Assim também a Arguição de Descumprimento de Preceito Fundamental (ADPF) 709, de autoria da Articulação dos Povos Indígenas do Brasil (Apib) e deferida pelo pleno do STF em favor de medidas urgentes para as comunidades indígenas durante a pandemia, foi sistematicamente protelada pelo governo, sem efeito prático até os dias atuais. O presidente, ao citar que 80% da população indígena está vacinada, refere-se ao Plano Nacional de Imunização feito pelo governo, em que concebe a existência de apenas 410 mil indígenas no Brasil, e não os quase 850 mil indígenas existentes, conforme censo do IBGE em 2010, número este bem defasado na atualidade.
Salientamos que o presidente da República, ao citar a ampliação da agricultura em terras indígenas, refere-se, na verdade, ao modelo predatório do agronegócio, baseado na monocultura e no uso intenso de veneno. O verdadeiro intento do governo é que os indígenas liberem suas terras para o agronegócio explorar, fato este explícito no apoio que o governo tem externado à tese do marco temporal em benefício desse setor.
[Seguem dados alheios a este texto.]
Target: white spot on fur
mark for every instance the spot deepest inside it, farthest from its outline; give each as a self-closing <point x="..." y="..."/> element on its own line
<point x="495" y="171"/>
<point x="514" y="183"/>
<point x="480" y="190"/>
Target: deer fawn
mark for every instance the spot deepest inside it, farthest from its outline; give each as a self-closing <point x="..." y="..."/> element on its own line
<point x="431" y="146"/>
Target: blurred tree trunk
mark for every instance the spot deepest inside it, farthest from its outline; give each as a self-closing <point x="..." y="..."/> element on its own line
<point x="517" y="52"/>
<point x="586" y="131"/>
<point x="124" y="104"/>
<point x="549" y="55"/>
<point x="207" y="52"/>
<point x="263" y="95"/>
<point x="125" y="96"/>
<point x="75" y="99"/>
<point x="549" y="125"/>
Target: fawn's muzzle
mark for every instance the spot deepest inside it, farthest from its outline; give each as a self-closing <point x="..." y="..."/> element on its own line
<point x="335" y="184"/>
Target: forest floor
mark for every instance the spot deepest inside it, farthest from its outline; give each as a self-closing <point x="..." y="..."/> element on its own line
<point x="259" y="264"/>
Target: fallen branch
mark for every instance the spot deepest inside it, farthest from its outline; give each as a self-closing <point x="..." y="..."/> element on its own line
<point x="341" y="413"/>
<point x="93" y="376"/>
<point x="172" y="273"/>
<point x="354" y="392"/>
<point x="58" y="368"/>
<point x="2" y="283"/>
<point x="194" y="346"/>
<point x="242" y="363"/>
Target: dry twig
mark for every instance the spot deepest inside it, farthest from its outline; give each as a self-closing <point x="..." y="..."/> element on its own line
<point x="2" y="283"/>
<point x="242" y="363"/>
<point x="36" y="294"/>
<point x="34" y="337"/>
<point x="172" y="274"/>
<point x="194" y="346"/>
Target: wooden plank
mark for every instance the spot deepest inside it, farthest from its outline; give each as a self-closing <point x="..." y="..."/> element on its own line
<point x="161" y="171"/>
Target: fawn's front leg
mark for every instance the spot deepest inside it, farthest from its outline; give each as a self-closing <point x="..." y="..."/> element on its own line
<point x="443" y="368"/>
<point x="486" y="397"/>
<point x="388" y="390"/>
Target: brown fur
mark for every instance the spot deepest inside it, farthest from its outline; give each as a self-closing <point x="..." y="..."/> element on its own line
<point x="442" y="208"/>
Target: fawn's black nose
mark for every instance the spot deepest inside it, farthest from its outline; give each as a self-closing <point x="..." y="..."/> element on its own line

Desde 2019, ao utilizar o espaço da Assembleia Geral da ONU, o presidente Jair Bolsonaro tem feito afirmações sobre os povos indígenas, seus territórios e a política do governo para esses povos totalmente irreais visando, principalmente, captar recursos econômicos para o capital predatório explorar os recursos naturais com maior impunidade. Além disso, a falta de providências na regularização dos territórios indígenas tem gerado impactos deletérios ao meio ambiente, com aumento exacerbado dos desmatamentos e das queimadas.
O Cimi, ciente da realidade vivenciada pelos povos indígenas no Brasil, denunciada nos acampamentos “Levante pela Terra”, “Luta pela Vida” e na “II Marcha Nacional das Mulheres Indígenas”, que foram realizadas em Brasília e reuniram mais de 15 mil indígenas nos meses de abril a setembro de 2021, contradiz o discurso do presidente Jair Bolsonaro e a prática do seu governo. Clamamos a sociedade nacional e internacional a continuar o apoio na luta pela efetivação dos direitos dos povos indígenas, com as reais possibilidades de termos um ambiente mais saudável, equilibrado com a vida do planeta, a nossa Casa Comum.